Tools and Processes for Distributed Working Tools and Processes for Distributed Working May. 3rd, 2016 Aaron Stanush

Tools and Processes for Distributed Working

May 3rd, 2016

Even with all the positivity and commitment in the world, becoming a fully #DistributedTeam wouldn’t be possible without using the right tools, having the right set of protocols in place, and figuring out how to process anything anywhere when there’s no physical office for processing in. Over the last three years as Four Kitchens has transitioned to a fully distributed team, we’ve gained some valuable insight about what tools, protocols, and processes fit best with our own style of distributed working. These are the practices that work best for us, but don’t take our word for it—try them out with your own team and encourage feedback to decide what works best for you.

Communication tools

Before anything else, you have to be able to talk with your teammates, reproducing the flow of communication you’d get in a side-by-side in a physical office as closely as possible. For one-on-one or even few-on-few discussions, any chat program will do. For conversations about specific topics, we prefer video conferencing over text-based chat rooms— there’s a lot of non-verbal communication that comes from seeing someone’s face when you’re talking with them.

Zoom (Four Kitchens’ pick for best tool)

  • Pros: Everything — Handles 50+ person video calls with good audio and video quality, screen sharing, ability to record meetings, Slack and Google Calendar integration (we could go on)
  • Cons: It’s a stand-alone program, so new clients will have to download the Zoom software before you can start talking with them.
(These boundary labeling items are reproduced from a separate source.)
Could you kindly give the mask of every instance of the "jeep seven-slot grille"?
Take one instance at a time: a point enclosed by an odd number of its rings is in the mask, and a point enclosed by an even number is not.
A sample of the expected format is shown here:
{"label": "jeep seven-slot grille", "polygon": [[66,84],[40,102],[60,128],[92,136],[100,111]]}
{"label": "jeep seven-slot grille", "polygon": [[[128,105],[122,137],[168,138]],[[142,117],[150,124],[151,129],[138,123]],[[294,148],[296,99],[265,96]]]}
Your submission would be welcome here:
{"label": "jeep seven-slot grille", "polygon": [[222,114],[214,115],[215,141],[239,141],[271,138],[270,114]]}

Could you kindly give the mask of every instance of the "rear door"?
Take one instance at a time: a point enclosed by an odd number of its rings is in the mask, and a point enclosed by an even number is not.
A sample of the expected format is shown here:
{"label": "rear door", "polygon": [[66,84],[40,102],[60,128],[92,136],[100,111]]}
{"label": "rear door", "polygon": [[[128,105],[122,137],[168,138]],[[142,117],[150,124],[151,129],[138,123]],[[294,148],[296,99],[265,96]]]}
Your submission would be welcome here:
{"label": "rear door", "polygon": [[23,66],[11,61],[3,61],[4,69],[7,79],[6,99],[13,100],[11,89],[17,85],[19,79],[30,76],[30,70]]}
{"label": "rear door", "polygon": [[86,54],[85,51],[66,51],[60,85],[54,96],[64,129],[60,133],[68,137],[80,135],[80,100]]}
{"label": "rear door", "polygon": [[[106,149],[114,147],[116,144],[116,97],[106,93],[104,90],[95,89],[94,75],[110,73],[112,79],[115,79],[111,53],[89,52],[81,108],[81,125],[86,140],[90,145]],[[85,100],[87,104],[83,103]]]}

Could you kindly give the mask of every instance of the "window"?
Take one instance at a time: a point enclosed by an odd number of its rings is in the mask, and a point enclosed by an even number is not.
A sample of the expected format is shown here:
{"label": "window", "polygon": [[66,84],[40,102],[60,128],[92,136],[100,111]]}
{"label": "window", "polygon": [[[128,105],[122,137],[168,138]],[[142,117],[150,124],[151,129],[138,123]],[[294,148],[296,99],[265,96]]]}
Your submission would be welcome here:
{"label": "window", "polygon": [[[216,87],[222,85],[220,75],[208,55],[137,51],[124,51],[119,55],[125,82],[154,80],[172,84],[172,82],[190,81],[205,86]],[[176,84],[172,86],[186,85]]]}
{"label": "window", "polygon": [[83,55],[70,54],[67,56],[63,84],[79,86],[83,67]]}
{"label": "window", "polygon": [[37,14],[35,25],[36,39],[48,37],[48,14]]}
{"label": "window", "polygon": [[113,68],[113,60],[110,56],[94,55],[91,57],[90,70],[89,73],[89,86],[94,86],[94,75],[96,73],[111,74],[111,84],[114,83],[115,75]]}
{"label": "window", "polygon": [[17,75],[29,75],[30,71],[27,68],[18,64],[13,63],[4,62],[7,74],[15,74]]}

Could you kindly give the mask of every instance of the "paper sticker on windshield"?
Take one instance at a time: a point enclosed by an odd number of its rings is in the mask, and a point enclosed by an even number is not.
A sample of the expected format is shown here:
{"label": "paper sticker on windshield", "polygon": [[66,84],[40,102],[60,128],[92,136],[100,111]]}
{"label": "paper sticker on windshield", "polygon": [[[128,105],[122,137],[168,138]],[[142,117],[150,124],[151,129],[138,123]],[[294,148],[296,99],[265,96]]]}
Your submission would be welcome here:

If you’ve used Gotomeeting, the workflow is very similar.

Google Hangouts

  • Pros: Since Hangouts dropped the requirement of installing a browser extension, you can click an invite link and be chatting in the meeting within seconds.; good for small party-line conferences of five or six people (great for teams); Google Hangouts is both the video application and text application (aka GChat), so it’s easy to send text and links to fellow participants; automatic recording and archiving of the call via YouTube; and it uses a wide-bandwidth audio, so the sound is impeccably clear
  • Cons: Video and sound quality can be spotty at best. Beyond six or seven people is difficult in Hangouts; doesn’t play well as with other programs as Zoom.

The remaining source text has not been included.